5) If all else fails then you are going to need to re-install your OS. Technically you could replace the one file/bundle that is this driver, but if you don't already know how to do this, it is probably not a good idea to go playing with it.

[1] I have never understood why Windows does this. It just encourages the driver makers to play games with writing bits to the driver files that causes the corruption in the first place. Apple's way makes sure that things can work even from read-only media, and avoids the corruption issues altogether.

That's the kind of useful advice I was waiting for: thank you very much.
 
kikedeolivos: the problem is that you think that drivers work like they do on Windows where they get copied into place when they are in use, and there is some frequency of getting corrupted [1]. This just does not happen on MacOS in the same way. Drivers are dynamically loaded on startup and nothing is copied into place.

If you are convinced that you need to mess with things, then here are five steps you can take:

1) Boot from your restore disks and see if the audio problems go away. The restore disks boot a version of MacOS that I bet included all of the audio drivers (if possibly a bit old). This will help you eliminate hardware problems from your list.

2) Reboot your computer with the Shift key held down.

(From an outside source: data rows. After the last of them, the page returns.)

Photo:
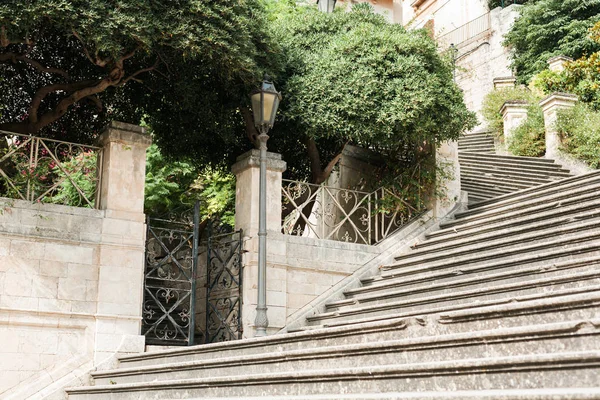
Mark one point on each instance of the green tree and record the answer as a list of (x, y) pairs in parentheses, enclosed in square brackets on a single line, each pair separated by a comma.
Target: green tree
[(173, 186), (581, 77), (547, 28), (70, 65), (354, 77)]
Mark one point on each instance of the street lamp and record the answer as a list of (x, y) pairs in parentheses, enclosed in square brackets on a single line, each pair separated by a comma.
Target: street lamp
[(326, 5), (265, 102)]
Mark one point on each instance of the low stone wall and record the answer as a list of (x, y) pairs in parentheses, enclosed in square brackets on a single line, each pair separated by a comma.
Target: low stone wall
[(299, 269), (71, 279)]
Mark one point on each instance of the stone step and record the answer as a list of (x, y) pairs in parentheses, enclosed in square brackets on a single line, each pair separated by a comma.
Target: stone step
[(483, 180), (473, 199), (472, 145), (519, 173), (540, 339), (476, 140), (401, 288), (556, 370), (483, 184), (485, 191), (473, 256), (411, 300), (555, 259), (503, 157), (491, 159), (300, 340), (528, 394), (510, 166), (521, 209), (542, 307), (477, 147), (539, 191), (549, 219), (454, 248)]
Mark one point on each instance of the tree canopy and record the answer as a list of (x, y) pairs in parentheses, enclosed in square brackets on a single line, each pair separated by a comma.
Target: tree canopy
[(354, 77), (547, 28), (70, 65), (186, 67)]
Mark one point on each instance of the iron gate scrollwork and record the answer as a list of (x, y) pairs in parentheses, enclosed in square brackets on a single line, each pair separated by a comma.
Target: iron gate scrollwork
[(170, 281), (224, 284), (190, 299)]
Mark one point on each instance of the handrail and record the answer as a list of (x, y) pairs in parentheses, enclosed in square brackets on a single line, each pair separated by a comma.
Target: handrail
[(346, 215), (49, 171), (467, 31)]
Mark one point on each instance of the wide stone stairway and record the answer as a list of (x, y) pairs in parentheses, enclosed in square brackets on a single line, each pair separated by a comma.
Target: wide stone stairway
[(485, 175), (502, 302)]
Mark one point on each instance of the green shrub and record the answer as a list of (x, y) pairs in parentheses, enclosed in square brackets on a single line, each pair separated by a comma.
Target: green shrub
[(529, 139), (579, 128), (547, 82), (504, 3), (496, 98)]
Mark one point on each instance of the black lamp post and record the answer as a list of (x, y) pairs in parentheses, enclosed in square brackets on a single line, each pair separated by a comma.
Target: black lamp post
[(326, 5), (265, 102)]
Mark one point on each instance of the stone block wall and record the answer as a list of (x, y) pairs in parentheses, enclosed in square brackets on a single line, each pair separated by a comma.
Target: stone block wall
[(299, 269), (483, 60), (71, 279)]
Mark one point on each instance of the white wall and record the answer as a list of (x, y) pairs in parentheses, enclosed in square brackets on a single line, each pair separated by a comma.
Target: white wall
[(71, 279), (485, 59)]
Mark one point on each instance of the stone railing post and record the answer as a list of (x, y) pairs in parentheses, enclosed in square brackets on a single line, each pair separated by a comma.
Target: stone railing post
[(121, 251), (550, 106), (514, 112), (557, 64), (247, 171), (505, 82), (446, 156)]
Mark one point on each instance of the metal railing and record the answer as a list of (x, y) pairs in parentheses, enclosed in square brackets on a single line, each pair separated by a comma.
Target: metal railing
[(345, 215), (49, 171), (467, 31)]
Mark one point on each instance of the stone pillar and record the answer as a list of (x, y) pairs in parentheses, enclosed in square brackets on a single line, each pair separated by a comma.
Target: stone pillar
[(121, 252), (247, 170), (557, 64), (505, 82), (447, 158), (397, 12), (550, 106), (513, 112)]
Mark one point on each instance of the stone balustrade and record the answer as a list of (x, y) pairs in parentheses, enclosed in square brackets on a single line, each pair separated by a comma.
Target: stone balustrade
[(71, 279)]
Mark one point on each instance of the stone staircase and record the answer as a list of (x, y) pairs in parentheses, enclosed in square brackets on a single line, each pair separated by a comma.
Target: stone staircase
[(486, 175), (501, 303)]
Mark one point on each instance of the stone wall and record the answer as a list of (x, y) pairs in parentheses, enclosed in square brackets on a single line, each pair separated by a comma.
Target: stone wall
[(299, 269), (71, 279), (485, 59)]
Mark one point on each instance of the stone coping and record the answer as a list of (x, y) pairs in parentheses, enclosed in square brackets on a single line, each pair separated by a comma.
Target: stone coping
[(8, 203), (503, 79), (567, 97), (513, 104), (251, 159), (127, 134), (559, 58)]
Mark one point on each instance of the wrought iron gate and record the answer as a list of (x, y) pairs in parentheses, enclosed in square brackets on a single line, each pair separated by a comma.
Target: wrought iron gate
[(170, 281), (186, 302), (224, 284)]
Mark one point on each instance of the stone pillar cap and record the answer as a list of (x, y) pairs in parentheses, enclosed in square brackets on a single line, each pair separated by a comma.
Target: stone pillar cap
[(128, 134), (513, 104), (559, 58), (505, 79), (251, 159), (567, 97)]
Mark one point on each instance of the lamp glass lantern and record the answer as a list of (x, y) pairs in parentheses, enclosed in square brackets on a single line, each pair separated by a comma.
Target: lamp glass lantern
[(265, 103), (326, 5)]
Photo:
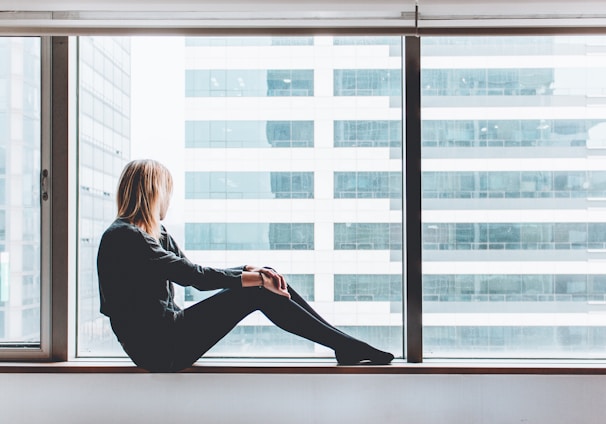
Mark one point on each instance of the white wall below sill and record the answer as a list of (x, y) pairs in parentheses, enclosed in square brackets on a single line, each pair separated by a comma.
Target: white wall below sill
[(301, 398)]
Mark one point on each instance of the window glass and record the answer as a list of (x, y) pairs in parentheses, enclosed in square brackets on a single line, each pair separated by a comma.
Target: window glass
[(266, 171), (513, 200), (19, 192)]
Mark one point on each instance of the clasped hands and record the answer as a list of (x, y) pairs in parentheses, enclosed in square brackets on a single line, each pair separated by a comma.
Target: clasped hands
[(271, 279)]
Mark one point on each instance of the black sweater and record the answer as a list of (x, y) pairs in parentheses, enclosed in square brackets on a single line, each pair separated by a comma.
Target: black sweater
[(136, 275)]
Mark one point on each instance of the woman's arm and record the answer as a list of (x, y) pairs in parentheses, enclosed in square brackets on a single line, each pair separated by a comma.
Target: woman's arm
[(265, 278)]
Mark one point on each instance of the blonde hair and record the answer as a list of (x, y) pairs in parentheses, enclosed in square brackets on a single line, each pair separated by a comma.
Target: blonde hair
[(143, 185)]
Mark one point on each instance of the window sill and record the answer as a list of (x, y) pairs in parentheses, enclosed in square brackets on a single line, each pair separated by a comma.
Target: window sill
[(313, 366)]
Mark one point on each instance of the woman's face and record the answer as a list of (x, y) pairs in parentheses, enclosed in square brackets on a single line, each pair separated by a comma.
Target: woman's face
[(164, 202)]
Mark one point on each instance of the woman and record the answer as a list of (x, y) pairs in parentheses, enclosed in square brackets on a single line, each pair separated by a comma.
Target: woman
[(138, 261)]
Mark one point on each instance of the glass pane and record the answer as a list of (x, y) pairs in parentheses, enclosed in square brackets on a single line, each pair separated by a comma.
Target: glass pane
[(513, 146), (271, 166), (19, 192)]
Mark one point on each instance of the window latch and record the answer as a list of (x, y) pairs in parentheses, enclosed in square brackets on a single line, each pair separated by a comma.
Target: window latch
[(44, 184)]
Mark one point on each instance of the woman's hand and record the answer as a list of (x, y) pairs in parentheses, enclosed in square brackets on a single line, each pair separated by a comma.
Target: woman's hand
[(268, 278), (274, 282)]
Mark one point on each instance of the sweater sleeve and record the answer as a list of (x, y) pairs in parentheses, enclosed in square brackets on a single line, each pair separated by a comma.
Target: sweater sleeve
[(171, 264)]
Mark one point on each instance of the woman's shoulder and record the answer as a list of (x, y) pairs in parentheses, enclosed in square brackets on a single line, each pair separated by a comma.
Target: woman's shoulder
[(121, 231)]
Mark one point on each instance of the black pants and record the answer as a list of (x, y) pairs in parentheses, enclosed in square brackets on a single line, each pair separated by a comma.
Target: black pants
[(199, 327)]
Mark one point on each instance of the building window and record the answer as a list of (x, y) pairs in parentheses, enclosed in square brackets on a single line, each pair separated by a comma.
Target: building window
[(253, 153), (249, 83), (248, 236), (249, 185), (360, 185), (512, 236), (367, 82), (367, 236), (253, 134), (368, 133)]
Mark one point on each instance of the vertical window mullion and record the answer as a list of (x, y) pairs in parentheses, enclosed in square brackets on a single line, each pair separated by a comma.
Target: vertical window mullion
[(59, 187), (413, 259)]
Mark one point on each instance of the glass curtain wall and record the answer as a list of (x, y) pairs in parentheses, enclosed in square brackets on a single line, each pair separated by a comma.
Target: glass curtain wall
[(514, 229), (19, 192), (285, 151)]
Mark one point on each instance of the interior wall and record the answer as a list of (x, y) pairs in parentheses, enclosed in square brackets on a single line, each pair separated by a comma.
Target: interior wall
[(293, 399)]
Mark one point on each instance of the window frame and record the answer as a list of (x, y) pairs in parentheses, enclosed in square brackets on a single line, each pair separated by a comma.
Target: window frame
[(58, 156)]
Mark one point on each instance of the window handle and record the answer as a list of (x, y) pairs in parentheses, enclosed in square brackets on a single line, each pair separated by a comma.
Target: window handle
[(44, 184)]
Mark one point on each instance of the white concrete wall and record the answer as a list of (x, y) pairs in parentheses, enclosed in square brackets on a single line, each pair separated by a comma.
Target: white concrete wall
[(293, 399)]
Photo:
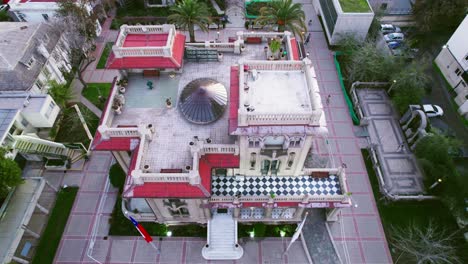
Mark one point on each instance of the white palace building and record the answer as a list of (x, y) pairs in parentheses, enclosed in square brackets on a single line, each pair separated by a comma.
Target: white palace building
[(218, 133)]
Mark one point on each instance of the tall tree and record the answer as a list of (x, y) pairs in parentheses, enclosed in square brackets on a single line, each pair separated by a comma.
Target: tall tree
[(190, 13), (286, 15), (61, 93), (80, 26), (10, 174)]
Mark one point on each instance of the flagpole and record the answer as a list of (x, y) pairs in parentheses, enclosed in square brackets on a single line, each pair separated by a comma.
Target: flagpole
[(297, 233)]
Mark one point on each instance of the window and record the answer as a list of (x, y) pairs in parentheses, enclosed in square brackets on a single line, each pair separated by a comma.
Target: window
[(254, 142), (50, 109), (295, 142), (176, 207), (46, 72), (30, 62), (24, 122), (39, 84)]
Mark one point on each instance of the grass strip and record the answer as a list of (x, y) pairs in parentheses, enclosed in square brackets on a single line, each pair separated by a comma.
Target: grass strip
[(50, 238)]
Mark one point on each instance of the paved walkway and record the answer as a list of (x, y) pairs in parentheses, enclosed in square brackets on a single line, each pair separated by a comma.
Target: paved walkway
[(359, 230), (399, 167)]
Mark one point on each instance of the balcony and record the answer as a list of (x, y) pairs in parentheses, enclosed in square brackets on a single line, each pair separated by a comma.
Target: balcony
[(316, 185)]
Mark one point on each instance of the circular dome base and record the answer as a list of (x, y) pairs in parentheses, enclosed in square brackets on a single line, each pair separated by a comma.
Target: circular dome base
[(203, 101)]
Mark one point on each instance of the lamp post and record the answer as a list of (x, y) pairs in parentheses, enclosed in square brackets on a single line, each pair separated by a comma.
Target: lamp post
[(435, 184), (391, 87)]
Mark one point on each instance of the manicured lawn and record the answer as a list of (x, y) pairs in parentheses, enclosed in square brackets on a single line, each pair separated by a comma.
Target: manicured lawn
[(71, 129), (94, 90), (354, 6), (104, 55), (404, 213), (50, 239)]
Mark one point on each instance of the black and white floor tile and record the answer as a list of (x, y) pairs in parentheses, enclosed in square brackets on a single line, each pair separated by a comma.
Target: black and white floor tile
[(280, 186)]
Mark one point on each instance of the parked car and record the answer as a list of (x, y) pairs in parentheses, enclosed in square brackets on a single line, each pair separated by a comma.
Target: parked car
[(389, 28), (394, 37), (394, 44)]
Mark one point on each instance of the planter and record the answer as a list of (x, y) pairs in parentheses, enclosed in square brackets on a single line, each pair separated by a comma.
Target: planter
[(59, 165)]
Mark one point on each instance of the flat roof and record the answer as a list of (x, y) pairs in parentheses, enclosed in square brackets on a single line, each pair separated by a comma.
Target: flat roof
[(278, 92), (145, 40), (18, 213)]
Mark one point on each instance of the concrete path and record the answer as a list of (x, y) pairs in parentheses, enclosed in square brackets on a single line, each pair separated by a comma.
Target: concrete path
[(399, 167), (315, 233), (358, 235), (91, 106)]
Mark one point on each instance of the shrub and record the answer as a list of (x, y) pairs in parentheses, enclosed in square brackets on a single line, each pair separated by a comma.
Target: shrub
[(117, 176), (259, 229)]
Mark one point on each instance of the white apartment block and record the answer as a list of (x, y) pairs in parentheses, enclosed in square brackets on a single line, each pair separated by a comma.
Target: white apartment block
[(453, 63)]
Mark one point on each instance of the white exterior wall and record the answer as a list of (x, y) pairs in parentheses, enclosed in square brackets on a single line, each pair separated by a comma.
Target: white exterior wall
[(32, 11), (458, 44), (40, 119), (346, 23), (453, 61)]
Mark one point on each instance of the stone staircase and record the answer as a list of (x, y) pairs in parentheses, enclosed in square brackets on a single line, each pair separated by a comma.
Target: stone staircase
[(222, 239), (48, 149)]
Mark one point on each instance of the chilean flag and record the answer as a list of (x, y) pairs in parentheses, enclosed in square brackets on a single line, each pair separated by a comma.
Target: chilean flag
[(142, 231)]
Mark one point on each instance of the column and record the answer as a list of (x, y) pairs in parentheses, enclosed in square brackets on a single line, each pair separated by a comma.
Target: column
[(332, 214), (32, 233), (42, 209)]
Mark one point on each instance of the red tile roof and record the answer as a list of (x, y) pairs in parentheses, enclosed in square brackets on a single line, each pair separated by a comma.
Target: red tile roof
[(173, 62), (185, 190), (295, 49), (145, 40), (234, 99)]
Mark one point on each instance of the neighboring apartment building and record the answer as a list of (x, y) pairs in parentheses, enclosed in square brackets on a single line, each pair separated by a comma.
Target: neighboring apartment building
[(30, 55), (219, 143), (37, 11), (339, 22), (453, 63)]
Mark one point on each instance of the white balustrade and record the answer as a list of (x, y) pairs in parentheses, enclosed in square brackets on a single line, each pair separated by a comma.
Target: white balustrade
[(220, 149), (165, 177)]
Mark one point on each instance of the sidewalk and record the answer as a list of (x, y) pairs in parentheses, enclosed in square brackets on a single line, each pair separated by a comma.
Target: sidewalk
[(399, 167), (359, 231)]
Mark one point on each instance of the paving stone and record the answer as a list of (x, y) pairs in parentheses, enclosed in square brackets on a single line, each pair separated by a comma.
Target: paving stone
[(352, 249), (78, 225), (375, 252), (349, 228), (86, 202), (145, 253), (121, 251), (193, 252), (175, 247), (72, 250), (368, 227)]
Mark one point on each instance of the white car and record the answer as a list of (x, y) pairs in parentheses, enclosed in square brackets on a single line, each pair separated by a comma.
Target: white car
[(394, 37), (433, 110), (389, 28)]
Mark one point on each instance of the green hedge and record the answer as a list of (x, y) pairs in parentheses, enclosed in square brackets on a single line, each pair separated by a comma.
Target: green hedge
[(50, 239)]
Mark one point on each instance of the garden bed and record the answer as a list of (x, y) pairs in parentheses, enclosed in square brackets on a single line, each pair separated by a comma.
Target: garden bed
[(355, 6), (50, 238), (402, 214), (71, 129), (104, 55), (94, 90)]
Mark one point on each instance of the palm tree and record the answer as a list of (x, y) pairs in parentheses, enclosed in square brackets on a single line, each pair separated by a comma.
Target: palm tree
[(61, 93), (286, 14), (189, 13)]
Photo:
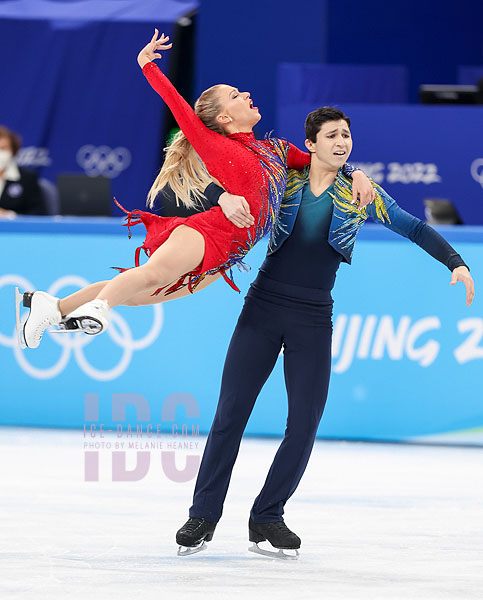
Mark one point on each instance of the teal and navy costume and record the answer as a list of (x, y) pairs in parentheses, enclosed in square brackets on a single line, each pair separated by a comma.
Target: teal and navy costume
[(289, 306)]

This will do a "safe boot" (does not load a bunch of things), and on 10.5 and above will also cause the kernel/driver caches to be rebuilt.

3) Look for audio related setting in /Library/Preferences, /Library/Preferences/SystemConfiguration, or ~/Library/Preferences. Wiping these and rebooting might help.

4) If none of those have helped, try installing the latest "Combo" update from Apple. This is a bit of a shot-in-the-dark solution, but if your driver file is hosed (very uncommon), and the Combo happend to have it, then it will be replaced. I should note that it is looking likely that a new point-upgrade for 10.6 is rolling out soon.

5) If all else fails then you are going to need to re-install your OS. Technically you could replace the one file/bundle that is this driver, but if you don't already know how to do this, it is probably not a good idea to go playing with it.

[1] I have never understood why Windows does this. It just encourages the driver makers to play games with writing bits to the driver files that causes the corruption in the first place. Apple's way makes sure that things can work even from read-only media, and avoids the corruption issues altogether.

Hi

I can't seem to find anything related on the audio folder: which extension should I been looking for?